The National Oceanic and Atmospheric Administration reports that 226 tornadoes touched down between April 27 and April 28, leaving a swath of destruction and 334 dead. Hardest hit within the energy infrastructure system were utilities in Tennessee, northern Alabama, Georgia and Mississippi.
The Tennessee Valley Authority alone has 4,000 employees and contractors working on repairs. By May 3, TVA crews restored power to 95% of the 850,000 customers left without power and re-established 120 of the 128 connections to the agency's local power providers.
TVA estimated that most of the power would be restored by May 6.
The violent storms damaged more than 300 transmission poles or steel support structures, and more than 90 transmission lines were knocked down. Much of the damage was to a major 500-kV line as well as 161-kV lines serving northern Alabama and Mississippi.
Michael Keith Bradley, a spokesman for TVA, said the federal power agency is still assessing the damage.

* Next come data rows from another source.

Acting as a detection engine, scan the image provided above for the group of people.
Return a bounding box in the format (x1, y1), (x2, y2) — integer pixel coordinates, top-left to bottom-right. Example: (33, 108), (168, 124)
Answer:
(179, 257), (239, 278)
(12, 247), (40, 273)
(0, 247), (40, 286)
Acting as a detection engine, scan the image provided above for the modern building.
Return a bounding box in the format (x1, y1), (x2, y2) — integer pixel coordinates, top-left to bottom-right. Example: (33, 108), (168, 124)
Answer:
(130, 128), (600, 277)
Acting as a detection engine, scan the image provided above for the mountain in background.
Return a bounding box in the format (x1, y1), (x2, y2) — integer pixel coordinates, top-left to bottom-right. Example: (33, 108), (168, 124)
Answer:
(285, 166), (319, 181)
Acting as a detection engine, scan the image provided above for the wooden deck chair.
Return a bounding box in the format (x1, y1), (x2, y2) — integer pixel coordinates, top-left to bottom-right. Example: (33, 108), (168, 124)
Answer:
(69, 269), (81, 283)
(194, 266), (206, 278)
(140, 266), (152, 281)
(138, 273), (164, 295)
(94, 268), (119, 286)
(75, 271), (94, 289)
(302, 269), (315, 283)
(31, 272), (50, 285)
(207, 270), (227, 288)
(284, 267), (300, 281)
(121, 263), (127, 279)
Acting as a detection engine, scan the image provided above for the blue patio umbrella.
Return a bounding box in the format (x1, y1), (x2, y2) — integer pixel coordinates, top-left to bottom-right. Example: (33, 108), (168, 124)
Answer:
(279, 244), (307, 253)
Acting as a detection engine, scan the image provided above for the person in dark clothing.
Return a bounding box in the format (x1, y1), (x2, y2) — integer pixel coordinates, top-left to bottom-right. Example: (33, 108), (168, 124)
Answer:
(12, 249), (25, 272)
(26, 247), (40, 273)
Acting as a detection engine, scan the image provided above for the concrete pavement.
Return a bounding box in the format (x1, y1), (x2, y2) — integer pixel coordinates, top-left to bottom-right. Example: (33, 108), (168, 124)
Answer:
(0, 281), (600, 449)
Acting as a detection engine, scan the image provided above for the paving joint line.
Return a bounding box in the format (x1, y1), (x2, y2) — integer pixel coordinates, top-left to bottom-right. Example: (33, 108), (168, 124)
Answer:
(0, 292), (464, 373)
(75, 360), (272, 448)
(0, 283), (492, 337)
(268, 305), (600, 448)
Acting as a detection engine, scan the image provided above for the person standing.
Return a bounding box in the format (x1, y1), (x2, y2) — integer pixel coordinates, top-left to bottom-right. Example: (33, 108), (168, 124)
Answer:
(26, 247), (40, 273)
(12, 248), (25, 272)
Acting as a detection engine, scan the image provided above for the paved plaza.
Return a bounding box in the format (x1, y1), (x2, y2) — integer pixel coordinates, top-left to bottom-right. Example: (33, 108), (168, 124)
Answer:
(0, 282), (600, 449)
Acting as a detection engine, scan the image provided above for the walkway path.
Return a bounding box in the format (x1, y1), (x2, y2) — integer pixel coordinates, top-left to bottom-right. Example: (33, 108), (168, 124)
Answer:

The storm also damaged the switchyard at TVA's Widows Creek, a 1,623-MW coal-fired plant in northeast Alabama. Damage forced the utility to shut down seven of the plant's eight units.
During the storm, TVA's Browns Ferry nuclear plant in northern Alabama lost alternating-current power, but the agency was able to put the unit into cold shutdown using seven of its eight on-site diesel generators. TVA gave a “notification of unusual event,” the lowest of four levels of nuclear-plant emergency classifications. By May 2, transmission lines had been reconnected to the plant, which was no longer in emergency shutdown.
Alabama Power said that it would have power restored to 99.9% of its customers by the end of the day on May 4. The utility marshalled crews from 18 states to work on system restoration. A repair schedule survey found that more than 5,200 poles and 400 transmission structures were broken or damaged. Additionally, more than 300 substations lost power, and six substations were either destroyed or suffered significant damage.
“We're going to continue working until we bring service to everyone who can take it,” said Charles McCrary, Alabama Power president and CEO.